A couple of answers that are rather tangent but somewhat related. There is a French film by , Netflix: Ousmane Sembène *Mandabi * where this plays an important part in the plot. The man needs a birthday to get proof of birth to cash a check or some such.

I was in a village in Western Alaska where they were celebrating an old ladies birthday. The press asked the usual “To what do you attribute your long life”. The old lady answered in some native language and the crowd found it quite amusing. The translator told the press that she attributed her long life to eating only fat salmon and no alcohol. Later I ask my friend why the crowd thought that was amusing. My friend said what she had really said was that she attributed her long life to her group [tribe] not having a calendar. [She apparently gave this answer each year and the press never figured it out, or didn’t care.]

In her 70s, my mother needed her birth certificate to get a passport. She discovered that the certificate’s date of birth was two days later than the date she had always celebrated. The probable reason was that back when she was born, in 1913, the doctor would go around the neighborhood, delivering babies, then at some point turning in several days worth of data. So all the babies for that period were given the same date of birth.
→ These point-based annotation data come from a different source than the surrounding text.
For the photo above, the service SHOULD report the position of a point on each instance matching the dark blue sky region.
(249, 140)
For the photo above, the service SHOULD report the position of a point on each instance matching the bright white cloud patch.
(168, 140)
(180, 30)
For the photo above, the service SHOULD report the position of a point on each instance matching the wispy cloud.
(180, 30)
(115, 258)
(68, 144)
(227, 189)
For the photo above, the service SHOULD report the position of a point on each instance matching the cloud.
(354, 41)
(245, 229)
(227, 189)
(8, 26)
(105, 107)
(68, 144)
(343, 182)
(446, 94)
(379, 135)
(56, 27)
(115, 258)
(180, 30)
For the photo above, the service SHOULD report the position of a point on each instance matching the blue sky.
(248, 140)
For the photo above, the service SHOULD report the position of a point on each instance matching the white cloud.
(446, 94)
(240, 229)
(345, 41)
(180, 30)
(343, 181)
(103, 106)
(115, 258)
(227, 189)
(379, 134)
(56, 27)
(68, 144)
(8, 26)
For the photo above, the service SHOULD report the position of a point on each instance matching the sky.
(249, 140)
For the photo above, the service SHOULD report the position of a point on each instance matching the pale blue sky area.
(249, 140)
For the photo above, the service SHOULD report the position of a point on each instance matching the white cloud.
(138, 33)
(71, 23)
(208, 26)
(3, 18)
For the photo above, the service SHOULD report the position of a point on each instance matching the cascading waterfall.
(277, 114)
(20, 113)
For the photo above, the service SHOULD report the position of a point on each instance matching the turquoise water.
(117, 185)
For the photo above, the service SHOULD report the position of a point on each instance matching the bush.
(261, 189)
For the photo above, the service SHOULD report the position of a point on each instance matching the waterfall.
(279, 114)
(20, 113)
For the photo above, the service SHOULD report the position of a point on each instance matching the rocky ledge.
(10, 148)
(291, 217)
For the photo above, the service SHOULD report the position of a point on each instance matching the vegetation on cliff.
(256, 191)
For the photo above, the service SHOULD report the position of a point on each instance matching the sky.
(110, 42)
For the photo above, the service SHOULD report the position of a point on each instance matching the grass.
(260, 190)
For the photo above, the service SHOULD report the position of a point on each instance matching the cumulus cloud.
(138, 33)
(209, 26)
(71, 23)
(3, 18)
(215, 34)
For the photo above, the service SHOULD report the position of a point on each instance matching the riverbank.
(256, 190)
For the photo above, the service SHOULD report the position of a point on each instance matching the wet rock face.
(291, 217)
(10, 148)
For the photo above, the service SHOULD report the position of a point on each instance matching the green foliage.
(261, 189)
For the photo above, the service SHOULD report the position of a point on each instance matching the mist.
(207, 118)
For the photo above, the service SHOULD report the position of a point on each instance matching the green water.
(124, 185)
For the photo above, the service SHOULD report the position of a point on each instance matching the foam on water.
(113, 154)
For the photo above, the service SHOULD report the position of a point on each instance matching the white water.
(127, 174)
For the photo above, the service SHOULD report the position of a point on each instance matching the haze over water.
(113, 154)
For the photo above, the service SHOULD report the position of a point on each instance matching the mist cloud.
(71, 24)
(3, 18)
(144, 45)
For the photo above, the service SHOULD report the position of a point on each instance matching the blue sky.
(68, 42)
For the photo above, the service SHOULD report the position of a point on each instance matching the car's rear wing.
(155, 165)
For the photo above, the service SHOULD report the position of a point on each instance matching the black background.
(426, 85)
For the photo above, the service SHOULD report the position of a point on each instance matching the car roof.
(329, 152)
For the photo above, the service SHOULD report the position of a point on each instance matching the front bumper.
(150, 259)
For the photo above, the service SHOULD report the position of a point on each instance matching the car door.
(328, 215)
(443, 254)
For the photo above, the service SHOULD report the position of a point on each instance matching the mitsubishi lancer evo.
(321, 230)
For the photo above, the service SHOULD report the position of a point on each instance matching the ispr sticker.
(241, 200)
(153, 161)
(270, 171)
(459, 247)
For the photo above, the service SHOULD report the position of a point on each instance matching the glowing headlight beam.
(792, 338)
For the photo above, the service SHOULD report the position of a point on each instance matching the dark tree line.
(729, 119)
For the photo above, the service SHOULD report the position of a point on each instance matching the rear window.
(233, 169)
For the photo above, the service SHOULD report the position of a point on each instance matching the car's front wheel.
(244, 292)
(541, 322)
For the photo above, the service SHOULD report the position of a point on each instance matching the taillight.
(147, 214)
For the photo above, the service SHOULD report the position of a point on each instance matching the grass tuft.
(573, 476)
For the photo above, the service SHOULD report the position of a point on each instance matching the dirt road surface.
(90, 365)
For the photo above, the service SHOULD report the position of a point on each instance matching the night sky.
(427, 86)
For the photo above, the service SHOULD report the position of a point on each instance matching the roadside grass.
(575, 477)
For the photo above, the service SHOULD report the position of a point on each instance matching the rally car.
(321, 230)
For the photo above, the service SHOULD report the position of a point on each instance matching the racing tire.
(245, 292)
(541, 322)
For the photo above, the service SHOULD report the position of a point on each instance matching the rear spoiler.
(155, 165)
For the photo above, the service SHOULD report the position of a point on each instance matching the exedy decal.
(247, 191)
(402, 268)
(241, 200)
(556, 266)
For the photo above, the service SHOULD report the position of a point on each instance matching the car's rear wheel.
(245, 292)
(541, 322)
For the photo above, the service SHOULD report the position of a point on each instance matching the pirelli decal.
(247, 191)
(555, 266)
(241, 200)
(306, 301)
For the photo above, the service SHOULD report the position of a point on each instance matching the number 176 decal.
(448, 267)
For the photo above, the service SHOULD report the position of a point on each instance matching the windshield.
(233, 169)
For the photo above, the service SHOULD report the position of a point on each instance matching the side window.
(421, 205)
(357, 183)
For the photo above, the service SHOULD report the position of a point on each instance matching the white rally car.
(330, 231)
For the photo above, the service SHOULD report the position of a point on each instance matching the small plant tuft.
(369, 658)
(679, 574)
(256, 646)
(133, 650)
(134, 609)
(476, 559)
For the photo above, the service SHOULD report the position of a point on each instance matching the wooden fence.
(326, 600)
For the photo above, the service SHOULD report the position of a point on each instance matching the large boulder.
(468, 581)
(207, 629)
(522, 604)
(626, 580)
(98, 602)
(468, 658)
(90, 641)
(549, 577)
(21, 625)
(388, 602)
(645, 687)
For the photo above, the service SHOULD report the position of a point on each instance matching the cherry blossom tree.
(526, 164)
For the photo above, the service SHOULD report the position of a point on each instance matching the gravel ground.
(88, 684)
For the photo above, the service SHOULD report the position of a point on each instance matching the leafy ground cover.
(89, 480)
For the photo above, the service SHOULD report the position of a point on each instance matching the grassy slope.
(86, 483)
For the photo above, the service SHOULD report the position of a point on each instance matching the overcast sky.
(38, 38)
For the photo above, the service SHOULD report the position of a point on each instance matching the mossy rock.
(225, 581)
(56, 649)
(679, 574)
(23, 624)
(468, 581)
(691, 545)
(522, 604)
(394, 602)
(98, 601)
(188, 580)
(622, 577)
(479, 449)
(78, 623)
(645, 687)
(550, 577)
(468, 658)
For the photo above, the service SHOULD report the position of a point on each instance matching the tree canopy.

Apparently, this kind of thing was very common back when most babies were delivered at home.

And it’s very possible that the doctor may have been using a Hebrew calendar, which would complicate matters.

My brother was born in CAnada 90 some odd years ago. I do not know why mom was in Canada, but she thought the Dr. would fill out the birth certificate when it was her responsibality. At the out break of WWII my brother tried to inlist in the US Navy. He said that it really caused him a lot of problems to inlist. The Navy was not sure they could take him, the Army had the same problem and the Draft Board thought he was just trying to advoid the draft and wanted to arrest him. He had to get all his school records. letters from family members. Finaly the Navy agreedd that he looked the right age to inlist and he joined up.

Anecdotal, but my WAG in the case of no birth certificate, they pick a date for immigration purposes and that’s the “official” birthdate for most purposes. In one place where I worked, your birthday was a paid holiday, but you had to take that holiday during the same pay period that it fell. My birthday is in the first week of January. A large number of our SE Asian immigrants of a certain age and most of our NE African immigrants as a whole used January 1 as their official date. Made it rather difficult for scheduling purposes.

My grandparents were all born in Eastern Europe or Russia and had no birth certificates and didn’t really know within a year when they were born. Didn’t seem to matter though. They never got passports and things were much looser in those days. They just picked a birth date (or were given it at immigration) and stuck to it.

IIRC we don’t know J.S. Bach’s or Beethoven’s birthdays for sure, but we know from German parish records when they were baptized, and those dates are used by historians and music lovers to mark the date.

My mother went for a drivers license and they asked for birth certificate. She had a lot of trouble getting it and found she spent her life celebrating the wrong date. She was actually a month and 2 days younger than she thought. Record keeping in 1923 was not so good.
She also found out her official name was Roslyn nor Rosalie like she went by all her life.